1. Can you share a brief overview of your role and how it connects to patient and staff experience in healthcare?
I am associate chief experience officer for the system, which means I oversee patient experience strategy, implementation, and rollout for systemwide interventions and initiatives designed to strengthen patient/family experience.
2. In your opinion, what are the biggest challenges and opportunities in enhancing human experiences in healthcare today?
Patient/family (and staff) expectations seem to be becoming higher—it’s harder to meet expectations. Healthcare is not easily conductive to the streamless, frictionless, instantaneous delivery in the same way that other industries are.
3. How do you see technology, such as AI and digital health solutions, shaping the future of patient and staff experiences?
They can supplement experience but not replace human touch. Digital technologies must make lives easier, not harder.
4. With the shift toward healthcare consumerism, how can healthcare organizations balance operational efficiency with delivering personalized, compassionate care?
I don’t think we have a good sense of how to balance those needs yet—how to strike it yet. Only this: Most patients desire efficiency.
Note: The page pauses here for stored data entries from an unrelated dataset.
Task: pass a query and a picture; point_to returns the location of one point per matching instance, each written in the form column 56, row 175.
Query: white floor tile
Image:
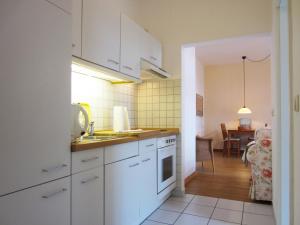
column 185, row 219
column 203, row 200
column 186, row 198
column 199, row 210
column 230, row 204
column 219, row 222
column 254, row 219
column 148, row 222
column 172, row 205
column 230, row 216
column 258, row 208
column 164, row 216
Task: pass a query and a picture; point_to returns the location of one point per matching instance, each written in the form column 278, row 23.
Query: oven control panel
column 166, row 141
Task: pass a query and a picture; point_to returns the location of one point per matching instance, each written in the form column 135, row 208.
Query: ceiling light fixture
column 244, row 109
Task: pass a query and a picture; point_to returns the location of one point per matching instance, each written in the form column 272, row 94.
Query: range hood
column 150, row 71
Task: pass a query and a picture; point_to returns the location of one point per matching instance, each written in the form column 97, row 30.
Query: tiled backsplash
column 159, row 103
column 102, row 96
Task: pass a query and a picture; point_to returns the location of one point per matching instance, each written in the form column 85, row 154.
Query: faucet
column 91, row 128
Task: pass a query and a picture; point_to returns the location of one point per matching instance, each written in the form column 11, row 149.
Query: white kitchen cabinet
column 151, row 49
column 101, row 32
column 148, row 181
column 47, row 204
column 76, row 27
column 122, row 192
column 34, row 94
column 87, row 197
column 63, row 4
column 131, row 42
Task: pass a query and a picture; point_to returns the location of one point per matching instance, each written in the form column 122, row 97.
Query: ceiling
column 230, row 51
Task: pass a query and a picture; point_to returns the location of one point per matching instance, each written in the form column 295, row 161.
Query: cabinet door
column 47, row 204
column 101, row 32
column 122, row 198
column 131, row 41
column 76, row 27
column 35, row 91
column 87, row 197
column 149, row 200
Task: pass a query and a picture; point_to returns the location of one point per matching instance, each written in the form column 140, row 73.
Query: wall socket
column 297, row 103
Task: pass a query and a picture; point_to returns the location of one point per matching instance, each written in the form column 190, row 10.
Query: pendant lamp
column 244, row 109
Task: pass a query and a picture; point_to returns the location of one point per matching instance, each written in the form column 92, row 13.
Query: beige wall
column 178, row 22
column 295, row 6
column 224, row 96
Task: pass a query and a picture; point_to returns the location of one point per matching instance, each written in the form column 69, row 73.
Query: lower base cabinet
column 122, row 192
column 87, row 197
column 47, row 204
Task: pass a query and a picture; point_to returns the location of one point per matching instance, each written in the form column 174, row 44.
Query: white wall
column 200, row 90
column 188, row 103
column 224, row 96
column 178, row 22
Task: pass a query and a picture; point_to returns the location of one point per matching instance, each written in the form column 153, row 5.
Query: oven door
column 166, row 167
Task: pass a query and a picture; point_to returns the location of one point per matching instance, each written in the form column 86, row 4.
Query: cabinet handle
column 90, row 159
column 146, row 160
column 128, row 67
column 49, row 170
column 150, row 145
column 113, row 61
column 89, row 180
column 134, row 165
column 54, row 193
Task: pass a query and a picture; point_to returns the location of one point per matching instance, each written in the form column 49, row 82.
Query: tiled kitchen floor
column 201, row 210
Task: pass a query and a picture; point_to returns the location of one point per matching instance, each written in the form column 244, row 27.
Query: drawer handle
column 89, row 180
column 113, row 61
column 150, row 145
column 134, row 165
column 90, row 159
column 54, row 168
column 146, row 160
column 54, row 193
column 128, row 67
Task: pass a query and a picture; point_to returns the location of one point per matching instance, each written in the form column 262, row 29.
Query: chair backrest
column 224, row 131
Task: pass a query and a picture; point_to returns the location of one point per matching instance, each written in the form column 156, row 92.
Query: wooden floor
column 230, row 180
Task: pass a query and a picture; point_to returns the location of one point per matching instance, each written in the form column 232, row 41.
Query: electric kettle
column 80, row 121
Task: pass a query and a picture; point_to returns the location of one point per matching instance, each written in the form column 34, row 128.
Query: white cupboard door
column 76, row 27
column 62, row 4
column 149, row 199
column 101, row 32
column 122, row 198
column 47, row 204
column 34, row 94
column 131, row 41
column 87, row 197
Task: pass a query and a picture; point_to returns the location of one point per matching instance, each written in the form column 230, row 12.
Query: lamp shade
column 244, row 110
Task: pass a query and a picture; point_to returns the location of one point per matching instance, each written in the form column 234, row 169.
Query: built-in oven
column 166, row 155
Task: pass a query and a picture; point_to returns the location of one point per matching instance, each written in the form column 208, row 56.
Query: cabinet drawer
column 86, row 160
column 119, row 152
column 47, row 204
column 147, row 146
column 87, row 197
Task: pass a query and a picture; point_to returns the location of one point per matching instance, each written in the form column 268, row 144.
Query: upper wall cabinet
column 63, row 4
column 101, row 32
column 76, row 27
column 131, row 40
column 151, row 49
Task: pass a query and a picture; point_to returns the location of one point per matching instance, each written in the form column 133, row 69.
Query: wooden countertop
column 146, row 134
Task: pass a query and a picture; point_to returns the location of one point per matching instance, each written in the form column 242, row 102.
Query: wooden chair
column 234, row 143
column 204, row 150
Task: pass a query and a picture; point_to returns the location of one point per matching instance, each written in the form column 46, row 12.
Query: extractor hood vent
column 150, row 71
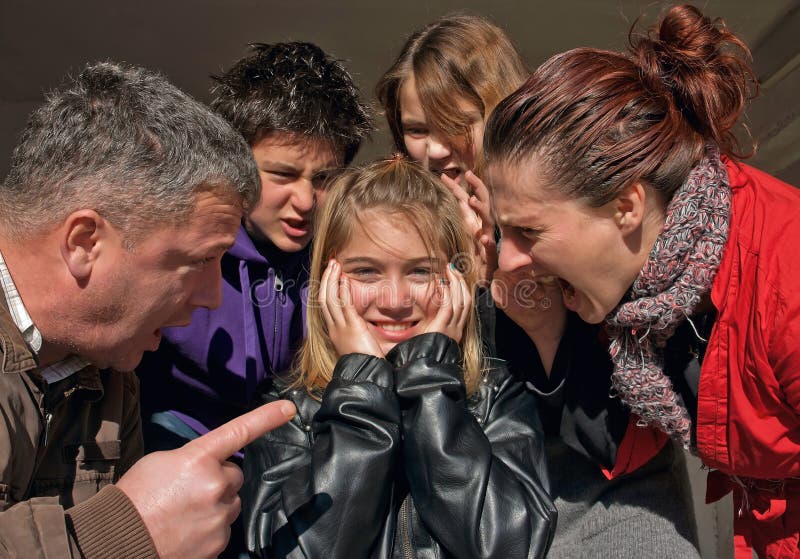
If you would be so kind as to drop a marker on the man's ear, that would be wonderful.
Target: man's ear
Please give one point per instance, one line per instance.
(629, 207)
(84, 233)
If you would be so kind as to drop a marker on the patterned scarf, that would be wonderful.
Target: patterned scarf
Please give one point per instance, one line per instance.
(680, 269)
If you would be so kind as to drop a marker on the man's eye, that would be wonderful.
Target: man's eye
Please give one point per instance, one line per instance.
(284, 175)
(321, 181)
(529, 232)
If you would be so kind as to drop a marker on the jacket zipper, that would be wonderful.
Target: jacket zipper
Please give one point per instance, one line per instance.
(278, 285)
(40, 452)
(48, 417)
(405, 520)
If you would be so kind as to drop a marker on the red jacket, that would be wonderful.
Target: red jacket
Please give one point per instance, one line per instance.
(748, 411)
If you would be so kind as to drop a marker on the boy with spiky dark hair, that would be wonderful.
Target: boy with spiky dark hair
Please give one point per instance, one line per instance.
(300, 112)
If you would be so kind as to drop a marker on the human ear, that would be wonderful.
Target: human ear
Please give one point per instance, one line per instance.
(629, 207)
(81, 242)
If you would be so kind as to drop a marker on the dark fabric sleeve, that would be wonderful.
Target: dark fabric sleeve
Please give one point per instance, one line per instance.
(330, 497)
(478, 493)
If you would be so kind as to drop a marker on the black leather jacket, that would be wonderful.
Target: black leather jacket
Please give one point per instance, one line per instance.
(396, 462)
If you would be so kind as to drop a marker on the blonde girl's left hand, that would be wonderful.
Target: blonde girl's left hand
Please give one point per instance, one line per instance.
(476, 209)
(455, 302)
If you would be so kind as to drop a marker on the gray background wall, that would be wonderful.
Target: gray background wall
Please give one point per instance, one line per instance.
(187, 40)
(41, 41)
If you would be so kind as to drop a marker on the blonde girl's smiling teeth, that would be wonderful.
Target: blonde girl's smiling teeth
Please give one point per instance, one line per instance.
(394, 326)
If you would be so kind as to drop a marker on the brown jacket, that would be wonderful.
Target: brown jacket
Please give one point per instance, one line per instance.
(61, 448)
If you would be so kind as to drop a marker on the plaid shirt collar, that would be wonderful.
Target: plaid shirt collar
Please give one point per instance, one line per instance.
(52, 373)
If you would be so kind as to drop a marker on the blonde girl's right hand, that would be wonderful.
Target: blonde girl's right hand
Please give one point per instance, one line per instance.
(476, 209)
(348, 331)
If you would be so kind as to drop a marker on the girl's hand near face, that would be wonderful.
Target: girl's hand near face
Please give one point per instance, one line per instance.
(476, 210)
(455, 302)
(348, 331)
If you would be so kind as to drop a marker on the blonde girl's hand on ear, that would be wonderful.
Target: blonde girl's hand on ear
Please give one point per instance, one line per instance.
(455, 302)
(348, 331)
(476, 210)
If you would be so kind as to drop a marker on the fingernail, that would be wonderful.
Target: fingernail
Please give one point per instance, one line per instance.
(288, 409)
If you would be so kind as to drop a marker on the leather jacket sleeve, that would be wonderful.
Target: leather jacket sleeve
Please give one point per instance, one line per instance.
(330, 498)
(474, 481)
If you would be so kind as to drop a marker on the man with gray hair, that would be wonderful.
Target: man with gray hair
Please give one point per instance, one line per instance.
(123, 195)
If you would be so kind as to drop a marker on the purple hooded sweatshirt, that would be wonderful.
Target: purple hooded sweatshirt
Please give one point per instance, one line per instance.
(207, 372)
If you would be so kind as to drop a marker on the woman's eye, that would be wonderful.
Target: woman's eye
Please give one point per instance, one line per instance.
(363, 274)
(415, 132)
(422, 274)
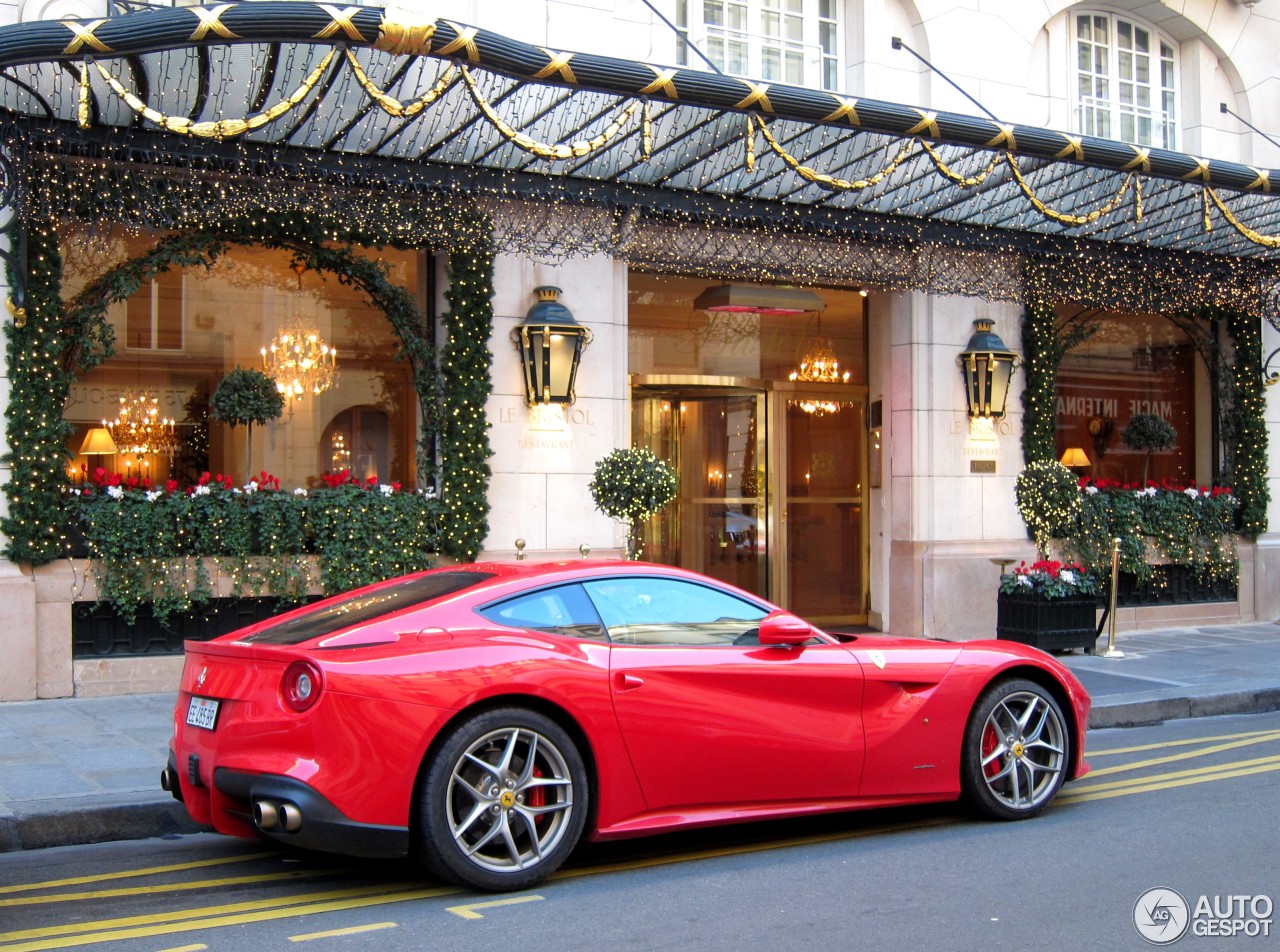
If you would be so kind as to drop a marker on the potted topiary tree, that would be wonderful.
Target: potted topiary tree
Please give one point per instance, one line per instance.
(1150, 434)
(630, 485)
(1050, 604)
(246, 397)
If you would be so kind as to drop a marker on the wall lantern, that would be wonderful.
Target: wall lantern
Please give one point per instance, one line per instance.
(551, 344)
(987, 366)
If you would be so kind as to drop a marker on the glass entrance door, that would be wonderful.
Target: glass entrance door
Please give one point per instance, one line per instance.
(823, 518)
(717, 444)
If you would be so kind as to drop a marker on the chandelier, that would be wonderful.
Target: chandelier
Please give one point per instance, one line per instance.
(138, 429)
(818, 366)
(300, 362)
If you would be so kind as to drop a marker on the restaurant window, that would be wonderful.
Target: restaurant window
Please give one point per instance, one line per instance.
(182, 332)
(785, 41)
(1134, 364)
(1125, 81)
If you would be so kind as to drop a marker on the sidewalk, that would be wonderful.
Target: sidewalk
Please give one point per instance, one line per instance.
(87, 769)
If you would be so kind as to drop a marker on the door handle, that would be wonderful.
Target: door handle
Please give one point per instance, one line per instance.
(629, 682)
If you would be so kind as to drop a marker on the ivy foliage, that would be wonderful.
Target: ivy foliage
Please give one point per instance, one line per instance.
(1238, 381)
(60, 339)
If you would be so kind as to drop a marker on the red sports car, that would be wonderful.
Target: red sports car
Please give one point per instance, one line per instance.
(485, 715)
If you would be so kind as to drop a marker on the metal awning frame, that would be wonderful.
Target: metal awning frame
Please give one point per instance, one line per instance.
(673, 154)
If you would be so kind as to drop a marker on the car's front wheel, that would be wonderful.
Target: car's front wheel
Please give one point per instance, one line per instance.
(504, 800)
(1016, 750)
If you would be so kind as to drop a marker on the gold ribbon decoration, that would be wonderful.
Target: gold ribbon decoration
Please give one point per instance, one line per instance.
(831, 181)
(393, 106)
(405, 39)
(210, 22)
(542, 149)
(947, 172)
(1063, 218)
(85, 36)
(341, 23)
(1266, 241)
(222, 128)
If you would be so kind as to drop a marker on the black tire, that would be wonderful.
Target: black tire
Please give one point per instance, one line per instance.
(504, 801)
(1016, 750)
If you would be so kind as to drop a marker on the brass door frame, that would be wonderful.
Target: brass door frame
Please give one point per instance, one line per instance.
(775, 442)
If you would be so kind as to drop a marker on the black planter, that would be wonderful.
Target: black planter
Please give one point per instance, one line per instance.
(1050, 625)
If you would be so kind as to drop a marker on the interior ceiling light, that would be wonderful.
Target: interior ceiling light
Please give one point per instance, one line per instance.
(758, 300)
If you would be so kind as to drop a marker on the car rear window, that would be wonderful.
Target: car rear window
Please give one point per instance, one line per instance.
(365, 607)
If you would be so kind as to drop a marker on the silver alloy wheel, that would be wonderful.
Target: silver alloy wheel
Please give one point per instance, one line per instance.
(1023, 750)
(510, 799)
They want to spend less time doing things, and automation can help them. But it does be created well.
5. What innovative strategies or best practices have you implemented (or observed) that significantly improved patient or staff engagement and well-being?
Rounding well. There’s nothing that replaces high-quality rounding to connect with our patients on their concerns or needs, but it does must be done well. Otherwise, rounding just becomes a waste of everyone’s time, including the patients.
6. What key takeaways or actionable insights do you hope attendees will gain from your session at the International PX Congress?
Practical, actionable insights and strategies that they can implement into their own practice.